一个月前他站在同一个窗口,心里想的是怎么把法那科的授权包卖给中国人。
一个月后他站在这里,心里想的却是——
如果中国人真的做到了,那法那科该怎么办。
……
东京,日野市。
法那科技术本部坐落在一片低矮的建筑群里,周围是密密麻麻的工厂和仓库。
和那些把总部设在丸之内摩天大楼里的财阀不同,法那科的创始人稻叶清右卫门坚持把技术本部放在工厂旁边。
“技术人员就应该听得见机床的声音。

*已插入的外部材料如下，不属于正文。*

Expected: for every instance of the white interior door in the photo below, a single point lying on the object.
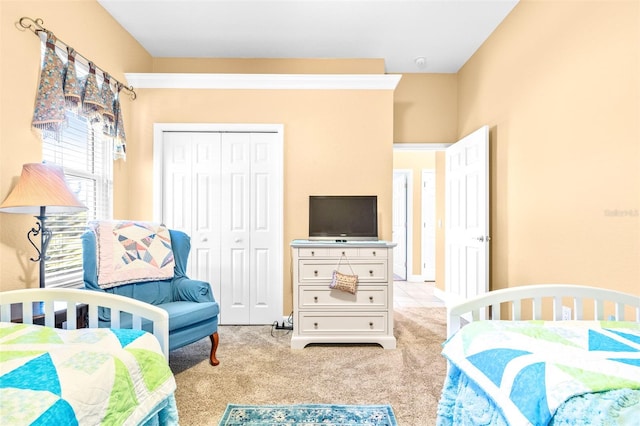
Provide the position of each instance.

”这是他挂在嘴边的话。
此刻是东京时间下午一点。
中岛正雄放下电话之后,连午饭都没心情吃。
他陷入了沉思。
中岛今年五十六岁,在法那科干了二十二年。
从最早的电子管NC系统,到晶体管NC,再到集成电路CNC,每一代的加密方案都有他的操刀。
他曾经在行业大会上,当着美国和德国同行的面,骄傲地说:
“在数控系统的安全架构这个领域,法那科走在世界最前面。”
那还仅仅只是三年前的事。
而刚刚山崎告诉他,他们引以为傲的东西,居然被中国人花了几个月就攻克了,这对他的冲击可想而知。
中岛想了很久,随后站起身,走到书桌前,拿起那部拨盘电话的话筒。
他的手指在拨盘上停了一下,像是在犹豫什么,然后快速地拨出了一个号码。
“もしもし。”
那头传来一个带着浓重关西口音的声音。
“木下先生,”中岛欠了欠身,虽然电话那头的人并看不见,“突然叨扰,万分抱歉。”
电话对面的人是木下诚一,他是法那科数控系统加密方案的开创者之一,今年六十三岁,两年前已经正式退休。
但他设计的ROM防篡改硬件架构,至今仍是法那科所有CNC系统的安全基石。
“中岛君?”木下似乎刚刚从午睡中醒来,打了个哈欠,“出什么事了?”
“我刚刚接到来自上海的电话。我们在中国派驻的技术顾问山崎健一,报告了一个情况。”
中岛把山崎的汇报简要复述了一遍。
电话那头,木下诚一闻言沉默了。
“中岛君,”再开口时,木下的声音已经变得严肃了很多,“你突然给我这个退休的老头子打电话,说明山崎君的判断,你已经信了七分。”
“是。”中岛没有否认。
“那你告诉我——”木下的声音忽然拔高,愤怒中带着一丝难以理解的困惑,“中国人是怎么做到的?!”
“我亲手设计的ROM防篡改电路!叠加了开盖自毁逻辑!任何试图通过物理手段读取ROM数据的尝试,都会触发完整性校验失败,直接把系统永久锁死!”
“这套方案,连美国通用电气的逆向工程团队都公开承认短期内无法攻破!连德国人都——”
“木下先生。”
中岛打断了他。
“山崎君不是会夸大其词的人。他是我的学生,您也带过他。在上海的这段时间,他亲眼见证了江南造船厂从完全不懂数控机床,到现在有可能已经研究出自己的数控技术。”
他顿了顿。
“更何况,中国这个国家,我们绝不能轻视他们。他们没有先进的计算机,却造出了原子弹。他们的机床比我们落后两代,却造出了核潜艇。所以,就算他们真的突破了壁垒,也并非不可想象。”
电话那头,木下诚一急促的呼吸声渐渐平缓下来。
“你打算怎么办?”他问。
“木下君,我希望你能来一趟总部,和技术对策科一起开会研讨一下。”中岛说道:
“我必须在明天一早,向稻叶社长当面汇报。这件事,已经不是我一个人能决定的了。”
“稻叶社长……”木下轻声重复了一遍这个名字。
稻叶社长全名叫稻叶清右卫门。FANUC的缔造者。